Collegiettes, I doubt I need to say this, but breakups are hard. We all know how heartbreaking it is when you go through a breakup, no matter how big or small it is.  

Going from having that one special person, the person you know you can always vent to, the person who picks you up when you're down, the person you want nothing more than to share you life with, to suddenly not is absolutely heartbreaking. 

It's all too easy for us to wipe away our tears, pick our heads up, and pretend as if we're fine all for the sake of appearing strong. 

Well guess what, you don't have to be strong. 


Feeling sad? Cry. Feeling angry? Vent. Don't know what you're feeing? Take the time to figure it out. 


One of the most important steps in getting over a breakup is to actually let yourself feel your feelings.

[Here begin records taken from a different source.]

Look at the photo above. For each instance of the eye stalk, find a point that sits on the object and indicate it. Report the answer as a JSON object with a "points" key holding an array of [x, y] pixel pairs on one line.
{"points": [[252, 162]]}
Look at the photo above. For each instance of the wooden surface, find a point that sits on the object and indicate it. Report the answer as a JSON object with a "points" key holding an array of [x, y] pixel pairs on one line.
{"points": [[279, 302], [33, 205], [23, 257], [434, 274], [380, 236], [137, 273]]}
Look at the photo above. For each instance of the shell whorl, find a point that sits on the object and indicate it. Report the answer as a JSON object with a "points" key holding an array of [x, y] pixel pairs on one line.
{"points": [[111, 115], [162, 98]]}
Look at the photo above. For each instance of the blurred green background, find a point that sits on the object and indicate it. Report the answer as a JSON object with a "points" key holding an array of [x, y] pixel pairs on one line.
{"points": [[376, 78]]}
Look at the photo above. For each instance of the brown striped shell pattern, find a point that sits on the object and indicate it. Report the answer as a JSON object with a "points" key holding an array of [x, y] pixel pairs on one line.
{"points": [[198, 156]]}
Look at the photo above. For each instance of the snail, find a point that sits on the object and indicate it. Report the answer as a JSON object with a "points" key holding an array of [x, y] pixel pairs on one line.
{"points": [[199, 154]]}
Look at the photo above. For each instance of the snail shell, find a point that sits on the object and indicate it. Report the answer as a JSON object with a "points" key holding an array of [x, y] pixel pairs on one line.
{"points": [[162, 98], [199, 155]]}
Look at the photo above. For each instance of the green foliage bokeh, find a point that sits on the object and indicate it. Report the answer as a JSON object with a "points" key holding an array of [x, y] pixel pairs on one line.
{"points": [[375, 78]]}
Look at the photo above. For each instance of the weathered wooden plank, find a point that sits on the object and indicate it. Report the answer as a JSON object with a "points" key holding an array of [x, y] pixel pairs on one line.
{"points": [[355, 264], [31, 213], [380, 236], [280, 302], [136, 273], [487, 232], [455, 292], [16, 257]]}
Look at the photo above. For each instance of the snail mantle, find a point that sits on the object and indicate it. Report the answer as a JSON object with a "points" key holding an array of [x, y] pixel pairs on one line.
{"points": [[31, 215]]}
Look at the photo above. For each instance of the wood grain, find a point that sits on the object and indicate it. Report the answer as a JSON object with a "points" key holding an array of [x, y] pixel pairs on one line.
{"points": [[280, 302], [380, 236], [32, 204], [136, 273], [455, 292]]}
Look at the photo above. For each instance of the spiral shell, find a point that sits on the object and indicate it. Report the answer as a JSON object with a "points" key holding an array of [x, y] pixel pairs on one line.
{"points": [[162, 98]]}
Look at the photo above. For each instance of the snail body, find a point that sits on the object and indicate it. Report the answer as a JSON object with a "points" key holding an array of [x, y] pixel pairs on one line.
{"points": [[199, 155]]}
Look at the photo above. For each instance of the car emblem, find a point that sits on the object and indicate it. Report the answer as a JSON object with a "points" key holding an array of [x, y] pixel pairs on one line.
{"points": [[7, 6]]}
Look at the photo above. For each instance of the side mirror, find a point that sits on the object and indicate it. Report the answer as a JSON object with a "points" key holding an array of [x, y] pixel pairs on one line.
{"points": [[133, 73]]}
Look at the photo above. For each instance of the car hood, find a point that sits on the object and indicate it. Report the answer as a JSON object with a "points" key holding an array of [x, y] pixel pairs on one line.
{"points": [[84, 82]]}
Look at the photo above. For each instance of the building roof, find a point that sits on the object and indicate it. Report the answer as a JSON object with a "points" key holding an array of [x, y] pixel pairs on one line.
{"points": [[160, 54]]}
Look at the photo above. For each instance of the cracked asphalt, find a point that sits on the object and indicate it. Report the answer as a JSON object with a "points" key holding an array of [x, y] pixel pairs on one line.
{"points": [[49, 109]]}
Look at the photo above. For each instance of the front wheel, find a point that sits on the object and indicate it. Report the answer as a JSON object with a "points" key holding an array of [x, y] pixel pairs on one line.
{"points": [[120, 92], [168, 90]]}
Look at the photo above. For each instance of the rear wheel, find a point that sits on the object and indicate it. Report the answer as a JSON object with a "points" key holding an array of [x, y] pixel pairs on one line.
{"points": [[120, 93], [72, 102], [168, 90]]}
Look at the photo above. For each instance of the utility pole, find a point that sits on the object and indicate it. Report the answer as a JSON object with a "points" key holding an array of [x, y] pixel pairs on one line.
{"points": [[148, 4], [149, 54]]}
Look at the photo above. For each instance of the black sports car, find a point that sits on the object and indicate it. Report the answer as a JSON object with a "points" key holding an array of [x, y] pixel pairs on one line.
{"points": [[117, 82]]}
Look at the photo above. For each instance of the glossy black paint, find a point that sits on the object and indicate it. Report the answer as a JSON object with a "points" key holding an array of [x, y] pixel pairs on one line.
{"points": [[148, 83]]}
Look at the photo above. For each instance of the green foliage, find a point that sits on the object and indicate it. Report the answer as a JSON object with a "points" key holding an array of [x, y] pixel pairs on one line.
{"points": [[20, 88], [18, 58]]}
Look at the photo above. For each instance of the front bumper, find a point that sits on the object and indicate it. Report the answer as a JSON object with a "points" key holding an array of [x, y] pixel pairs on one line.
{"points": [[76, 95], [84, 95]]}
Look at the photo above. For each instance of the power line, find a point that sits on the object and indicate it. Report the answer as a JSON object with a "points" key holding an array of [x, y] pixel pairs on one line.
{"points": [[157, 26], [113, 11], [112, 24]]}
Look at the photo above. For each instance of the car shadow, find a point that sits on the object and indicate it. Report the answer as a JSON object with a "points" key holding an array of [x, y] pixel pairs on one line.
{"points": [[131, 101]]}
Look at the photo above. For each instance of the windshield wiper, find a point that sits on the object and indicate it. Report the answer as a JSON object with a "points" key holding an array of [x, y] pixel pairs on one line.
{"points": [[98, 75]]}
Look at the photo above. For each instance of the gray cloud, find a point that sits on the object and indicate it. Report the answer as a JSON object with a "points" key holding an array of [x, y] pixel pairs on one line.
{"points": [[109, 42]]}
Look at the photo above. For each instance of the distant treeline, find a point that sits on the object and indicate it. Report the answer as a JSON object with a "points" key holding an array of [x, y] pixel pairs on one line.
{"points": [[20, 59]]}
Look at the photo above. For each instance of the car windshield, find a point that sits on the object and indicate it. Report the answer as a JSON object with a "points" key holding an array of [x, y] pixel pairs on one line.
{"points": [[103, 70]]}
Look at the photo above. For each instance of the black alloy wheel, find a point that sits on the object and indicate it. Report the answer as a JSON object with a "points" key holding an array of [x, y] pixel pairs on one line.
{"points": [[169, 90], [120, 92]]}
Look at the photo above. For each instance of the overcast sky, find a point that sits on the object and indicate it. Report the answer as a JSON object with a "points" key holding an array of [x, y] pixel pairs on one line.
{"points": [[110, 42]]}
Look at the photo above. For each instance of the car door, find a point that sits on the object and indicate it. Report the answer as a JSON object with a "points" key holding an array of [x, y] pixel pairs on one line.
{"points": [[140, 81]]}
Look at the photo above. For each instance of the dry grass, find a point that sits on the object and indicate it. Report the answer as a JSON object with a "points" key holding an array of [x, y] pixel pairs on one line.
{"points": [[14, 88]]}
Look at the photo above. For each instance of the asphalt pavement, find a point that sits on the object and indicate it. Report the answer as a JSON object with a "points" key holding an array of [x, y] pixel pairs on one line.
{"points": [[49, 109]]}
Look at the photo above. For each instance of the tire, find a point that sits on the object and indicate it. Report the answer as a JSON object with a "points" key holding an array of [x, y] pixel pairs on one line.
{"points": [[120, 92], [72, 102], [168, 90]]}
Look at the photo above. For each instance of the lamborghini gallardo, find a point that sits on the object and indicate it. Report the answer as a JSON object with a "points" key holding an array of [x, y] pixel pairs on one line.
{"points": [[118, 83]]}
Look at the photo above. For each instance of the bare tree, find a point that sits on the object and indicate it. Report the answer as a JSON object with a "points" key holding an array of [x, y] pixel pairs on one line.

Too often we are told that "big girls don't cry," when on the contrary, crying is one of the most inspiring things you can possibly do. Something about seeing a person who isn't afraid to let the world know how they're feeling, who isn't afraid to strip away those layers and truly be vulnerable is nothing short of incredible.

One important thing to remember, however, is that crying alone will not heal you. In reality, crying is only the first step. 


We all know it, and we all hate hearing it, but healing takes time.

What happens when you break a bone? At first you're in a lot of pain, often excruciating pain. The pain is all you can think about. Nothing, not even 3 pints Ben and Jerry's ice cream can even come close to taking the edge off. However, at some point the initial shock wears off and you're left with a dull ache, one that you'll likely carry around with you for quite some time. 


While this ache is still ever present, as the days drag on you'll start to notice it less and less. Soon, the break only feels like sprain. Then the sprain only feels like a knotted muscle. And one day the remnants of that break, the break that you never thought you'd heal from, is only a distant memory, now replaced by new growth that bears only the faintest scar of devastation. 

The bottom line is, embrace what you're feeling, but don't try to rush the process. Take the chance to invest in yourself. Explore all the things you've previously been afraid to. Read that book, take that trip, and do it all for yourself.

Take the time to learn who you are independently from anyone else. Take the time to not only let yourself heal, but also to encourage yourself to grow. 

We're all different, and that means that while this timeline is universal, the speed at which it progresses is completely unique. 


Collegiettes, whether it takes you two months or two years, you'll get there. And more importantly, you'll be stronger than ever.